Turning input text into vectors - Yuval's Intro to LLMs

Page Status: Pretty much ready ★★☆

I've gone over this page a couple times, and I think it's in pretty good shape.

Overview¶

As I’ve mentioned before, vectors are how LLMs encode the nuance of human language. So, the first thing we need to do is to turn each part of the text input into a vector. In the end, we’ll have one vector per token in the input text.

Self-attention sits between tokenization and the feedforward network

We’re going to process the input in three steps:

Tokenizing the input
Looking up embedding vectors for each token in the input
Using that to generate the input embedding vectors for the input

Each of these steps is pretty simple, so if you read the following and think “I must be missing something”, you probably aren’t.

Tokenization¶

We start with the input text, which we parse into tokens — essentially, the atoms of the input text.

This doesn’t involve any AI: it’s basically just “a” → <1>, “aardvark” → <2>, etc.

I actually won’t cover the tokenization algorithm itself, because it’s not really an ML/AI topic (it was originally invented for compression!). Suffice it to say that the most common form of tokenization is byte pair encoding (BPE), which basically looks for words, common sub-words like the “de” in “demystify”, and punctuation. You can read more about it on Wikipedia if you want. OpenAI has a page that lets you see how text tokenizes: https://platform.openai.com/tokenizer.

The important thing to remember is that it’s not actually looking at words, but sub-words and punctuation: “we’ll retry!” parsed as we 'll ret ry ! in GPT-3, for example.

Token embeddings¶

All of the tokens our model knows about form its vocabulary, and each one is associated with a vector called the token embedding. This embedding’s values are learned parameters that encode what the LLM knows about that token. The size of each vector is a hyperparameter denoted $d$ .

Every token has exactly one embedding that’s used throughout the model. If the token appears multiple times in the input, each one will use the same token embedding. (There’ll be other things, in particular the Self-attention described in the next chapter, to differentiate between input tokens.)

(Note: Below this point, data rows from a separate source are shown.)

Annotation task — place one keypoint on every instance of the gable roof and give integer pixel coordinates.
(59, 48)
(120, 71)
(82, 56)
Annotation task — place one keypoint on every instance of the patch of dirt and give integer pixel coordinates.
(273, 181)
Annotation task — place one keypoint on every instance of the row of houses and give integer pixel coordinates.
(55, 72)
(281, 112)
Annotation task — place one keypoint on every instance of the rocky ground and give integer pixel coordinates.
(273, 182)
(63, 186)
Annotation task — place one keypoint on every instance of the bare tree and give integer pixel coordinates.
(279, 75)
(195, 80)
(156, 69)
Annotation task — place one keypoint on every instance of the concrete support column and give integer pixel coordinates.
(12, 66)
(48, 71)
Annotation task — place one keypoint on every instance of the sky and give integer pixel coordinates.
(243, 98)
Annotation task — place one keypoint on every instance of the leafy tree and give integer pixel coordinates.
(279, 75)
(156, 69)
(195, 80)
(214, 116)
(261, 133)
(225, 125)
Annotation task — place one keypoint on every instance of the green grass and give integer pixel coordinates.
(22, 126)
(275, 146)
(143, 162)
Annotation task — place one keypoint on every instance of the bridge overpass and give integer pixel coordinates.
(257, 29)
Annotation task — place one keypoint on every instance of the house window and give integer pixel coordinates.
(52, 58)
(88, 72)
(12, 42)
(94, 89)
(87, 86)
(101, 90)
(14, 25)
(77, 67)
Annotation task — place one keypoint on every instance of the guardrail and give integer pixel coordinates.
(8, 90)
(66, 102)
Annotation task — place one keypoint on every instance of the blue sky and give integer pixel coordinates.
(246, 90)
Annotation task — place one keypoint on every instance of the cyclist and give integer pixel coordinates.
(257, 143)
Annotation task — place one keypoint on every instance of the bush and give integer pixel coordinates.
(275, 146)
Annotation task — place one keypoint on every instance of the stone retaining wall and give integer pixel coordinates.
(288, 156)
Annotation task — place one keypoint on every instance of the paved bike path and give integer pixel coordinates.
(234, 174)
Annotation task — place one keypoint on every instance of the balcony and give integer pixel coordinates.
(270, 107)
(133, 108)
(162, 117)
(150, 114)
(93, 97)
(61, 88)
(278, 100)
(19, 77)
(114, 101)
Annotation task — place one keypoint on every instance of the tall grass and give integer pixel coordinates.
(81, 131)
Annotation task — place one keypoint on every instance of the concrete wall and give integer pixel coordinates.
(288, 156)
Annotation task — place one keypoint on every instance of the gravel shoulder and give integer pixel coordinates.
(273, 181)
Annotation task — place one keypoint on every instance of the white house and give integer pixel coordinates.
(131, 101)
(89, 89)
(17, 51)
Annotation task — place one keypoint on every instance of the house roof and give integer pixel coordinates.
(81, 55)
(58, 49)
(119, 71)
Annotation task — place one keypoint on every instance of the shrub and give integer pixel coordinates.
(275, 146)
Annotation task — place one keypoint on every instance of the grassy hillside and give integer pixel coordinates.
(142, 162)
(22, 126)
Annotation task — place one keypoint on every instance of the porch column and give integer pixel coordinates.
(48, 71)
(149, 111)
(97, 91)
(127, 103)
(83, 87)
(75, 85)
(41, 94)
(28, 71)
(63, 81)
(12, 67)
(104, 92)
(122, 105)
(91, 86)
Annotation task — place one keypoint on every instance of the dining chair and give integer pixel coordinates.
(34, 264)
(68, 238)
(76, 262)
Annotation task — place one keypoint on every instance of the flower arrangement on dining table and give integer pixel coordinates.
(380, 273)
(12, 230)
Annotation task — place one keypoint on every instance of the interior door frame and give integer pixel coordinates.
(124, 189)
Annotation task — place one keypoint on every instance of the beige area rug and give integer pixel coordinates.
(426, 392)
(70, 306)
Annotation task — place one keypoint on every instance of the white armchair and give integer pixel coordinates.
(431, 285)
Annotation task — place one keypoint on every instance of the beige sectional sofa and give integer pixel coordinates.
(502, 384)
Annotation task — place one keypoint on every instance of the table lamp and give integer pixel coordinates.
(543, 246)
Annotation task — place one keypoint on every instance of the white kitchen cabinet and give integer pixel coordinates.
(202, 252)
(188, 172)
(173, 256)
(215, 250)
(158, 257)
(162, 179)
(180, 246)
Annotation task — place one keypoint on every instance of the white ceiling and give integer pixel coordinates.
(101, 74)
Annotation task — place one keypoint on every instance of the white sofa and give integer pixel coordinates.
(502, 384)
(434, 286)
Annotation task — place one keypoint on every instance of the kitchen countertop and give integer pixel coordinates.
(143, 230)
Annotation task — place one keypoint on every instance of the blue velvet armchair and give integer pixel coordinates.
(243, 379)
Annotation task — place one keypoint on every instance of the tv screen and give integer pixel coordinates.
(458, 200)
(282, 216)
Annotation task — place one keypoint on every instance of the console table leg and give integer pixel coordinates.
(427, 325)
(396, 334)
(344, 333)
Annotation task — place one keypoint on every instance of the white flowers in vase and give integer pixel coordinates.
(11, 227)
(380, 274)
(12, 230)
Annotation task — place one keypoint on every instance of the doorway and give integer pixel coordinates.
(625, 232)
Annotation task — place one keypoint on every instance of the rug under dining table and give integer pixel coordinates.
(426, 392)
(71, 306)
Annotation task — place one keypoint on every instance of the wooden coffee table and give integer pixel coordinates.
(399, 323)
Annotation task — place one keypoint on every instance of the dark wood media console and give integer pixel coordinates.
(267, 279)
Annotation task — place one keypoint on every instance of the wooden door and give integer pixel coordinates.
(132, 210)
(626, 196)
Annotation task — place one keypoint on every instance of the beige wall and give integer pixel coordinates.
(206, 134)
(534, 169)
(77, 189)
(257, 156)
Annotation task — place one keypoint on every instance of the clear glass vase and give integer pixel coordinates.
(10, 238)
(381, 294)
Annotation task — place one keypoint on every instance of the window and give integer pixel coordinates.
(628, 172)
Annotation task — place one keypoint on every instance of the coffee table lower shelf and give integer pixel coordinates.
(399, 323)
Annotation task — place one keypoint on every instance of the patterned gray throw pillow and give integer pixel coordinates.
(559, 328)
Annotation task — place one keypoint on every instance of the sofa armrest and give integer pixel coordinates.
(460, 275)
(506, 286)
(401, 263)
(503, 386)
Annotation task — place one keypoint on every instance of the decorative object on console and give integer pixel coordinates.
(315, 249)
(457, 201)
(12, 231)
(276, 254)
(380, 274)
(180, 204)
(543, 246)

Since we’ve already tokenized the input, now we just need to create a vector of vectors: each outer vector corresponds to one token in the input, and the inner vector is that token’s embedding:

Reminder of what these values mean

As mentioned in the training analogy, these values are just values that emerge through training. If we intuitively think of the various aspects of the word “be” — that it can be a semantically light auxiliary verb, that it can denote existence, that it’s used in philosophical existentialism, and so on — then each of these is, very roughly by way of an analogy, a value in the token embedding vector.

Although every embedding vector is technically independent, training will generally cause them to align what each index means. For example, index 1318 may converge towards meaning something like “single-syllable word” across all embeddings in the LLM’s vocabulary.

Again it’s important to remember that the values don’t actually encode existentialism or syllable count. They’re just values which settle into being during training, and which correlate with predictive power when generating words.

Adding positions to get to input embeddings¶

A word’s meaning may change depending on where in a sentence it appears. That could be because it has an entirely different meaning, and the different usages correlate with position; or it could have the same meaning, but with different nuance or tone. To capture this additional information, we’re going to add a positional embedding to each input.

Just as we defined a unique embedding for each token in the vocabulary — “be” always the same token embedding, for example — we’ll now define a unique embedding for each position. For example, the first token in an input always used the same embedding, that of position 0. These embeddings are learned vectors, with the same dimension $d$ as the token embeddings.

For each token in the parsed text, we just the sum its token embedding and positional embedding to get its input embedding:

(Note that I picked the token and positional embedding values so that it’d be easier to follow them through the flow. In an actual LLM, these would all be just random-looking numbers.)

Now we have the input tokenized, and each token translated into an input embedding. In the next chapter, I’ll show how the LLM contextualizes these embeddings relative to each other.